I am becoming increasingly concerned over seeing seeing greater and greater numbers of non-article disambiguation pages. The concept of having disambiguation pages was started for perfectly valid reasons -- for roughly well-known cities that have the same name, monarchs with the same names, or for other things where precedence over which term should be at a non-disambiguated title cannot be determined (such as Mercury).

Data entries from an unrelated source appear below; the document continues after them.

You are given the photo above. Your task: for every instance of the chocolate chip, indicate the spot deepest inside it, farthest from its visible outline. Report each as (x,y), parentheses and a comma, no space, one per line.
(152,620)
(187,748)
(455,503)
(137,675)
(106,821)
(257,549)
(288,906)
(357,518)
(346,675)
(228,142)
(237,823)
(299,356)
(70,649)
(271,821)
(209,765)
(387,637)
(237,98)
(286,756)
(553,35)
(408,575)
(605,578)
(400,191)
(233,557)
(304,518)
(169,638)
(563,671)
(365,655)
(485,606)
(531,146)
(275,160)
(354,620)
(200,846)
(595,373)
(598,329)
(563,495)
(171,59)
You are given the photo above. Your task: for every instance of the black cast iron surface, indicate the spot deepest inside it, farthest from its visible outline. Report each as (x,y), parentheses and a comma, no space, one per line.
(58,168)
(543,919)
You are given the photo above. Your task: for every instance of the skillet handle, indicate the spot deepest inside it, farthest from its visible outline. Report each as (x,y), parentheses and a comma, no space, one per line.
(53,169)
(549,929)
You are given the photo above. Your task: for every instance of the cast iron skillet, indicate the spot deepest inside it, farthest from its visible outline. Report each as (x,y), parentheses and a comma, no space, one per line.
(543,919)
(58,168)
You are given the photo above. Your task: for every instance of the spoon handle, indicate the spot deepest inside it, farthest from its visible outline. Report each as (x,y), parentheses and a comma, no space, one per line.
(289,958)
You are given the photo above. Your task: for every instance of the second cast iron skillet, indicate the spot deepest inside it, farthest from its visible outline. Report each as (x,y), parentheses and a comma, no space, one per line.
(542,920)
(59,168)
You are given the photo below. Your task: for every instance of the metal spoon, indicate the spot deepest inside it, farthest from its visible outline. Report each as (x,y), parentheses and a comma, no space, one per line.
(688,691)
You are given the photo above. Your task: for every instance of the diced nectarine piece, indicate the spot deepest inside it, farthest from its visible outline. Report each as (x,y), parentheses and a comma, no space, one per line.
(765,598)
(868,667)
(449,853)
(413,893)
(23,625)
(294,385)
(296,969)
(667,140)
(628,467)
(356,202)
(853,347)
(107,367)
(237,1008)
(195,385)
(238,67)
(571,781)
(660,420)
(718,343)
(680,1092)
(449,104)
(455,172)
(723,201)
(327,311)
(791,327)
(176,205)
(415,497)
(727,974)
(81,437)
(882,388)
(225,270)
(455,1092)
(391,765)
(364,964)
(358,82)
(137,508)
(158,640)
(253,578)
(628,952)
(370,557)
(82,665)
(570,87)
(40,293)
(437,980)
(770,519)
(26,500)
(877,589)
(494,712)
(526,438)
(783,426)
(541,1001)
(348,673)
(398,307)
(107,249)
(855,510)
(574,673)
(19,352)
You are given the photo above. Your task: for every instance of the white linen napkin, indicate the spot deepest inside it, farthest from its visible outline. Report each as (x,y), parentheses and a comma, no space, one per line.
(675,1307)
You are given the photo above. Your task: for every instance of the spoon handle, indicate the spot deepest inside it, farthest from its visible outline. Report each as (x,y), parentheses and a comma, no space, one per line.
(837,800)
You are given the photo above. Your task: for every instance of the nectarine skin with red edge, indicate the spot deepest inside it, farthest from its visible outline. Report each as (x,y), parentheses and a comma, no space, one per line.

Wikipedia is an encyclopedia but it is also a wiki - so we must name articles to (hopefully naturally) differentiate terms that would otherwise have the same name AND encourage spontaneous linking. Full disambiguation should ONLY be used as a last resort (such as with Mercury - planet Mercury doesn't cut it in the same way as [[biological virus]] because "planet" is not part of the planet's name - but makes for a useful redirect). If we don't encourage spontaneous linking wherever possible, the project will eventually be lost because contributors will increasingly find it tedious to use pipes all the time when linking to articles. Alleviating unnecessary tedium is why I killed the subpages in the Star Wars and Star Trek articles - contributions to those articles have since significantly increased now that pipes don't have to be used to link every term.
All I am saying, is that full disambiguation which turns a page named [[example]] into a non-article list with a disambiguation notice and links to [[example (discipline 1)]], [[example (discipline 2)]], [[example (discipline 3)]] should only be used as a last resort when valid non-parenthetical alternatives are not used at all and there is a <reasonable> ambiguity issue.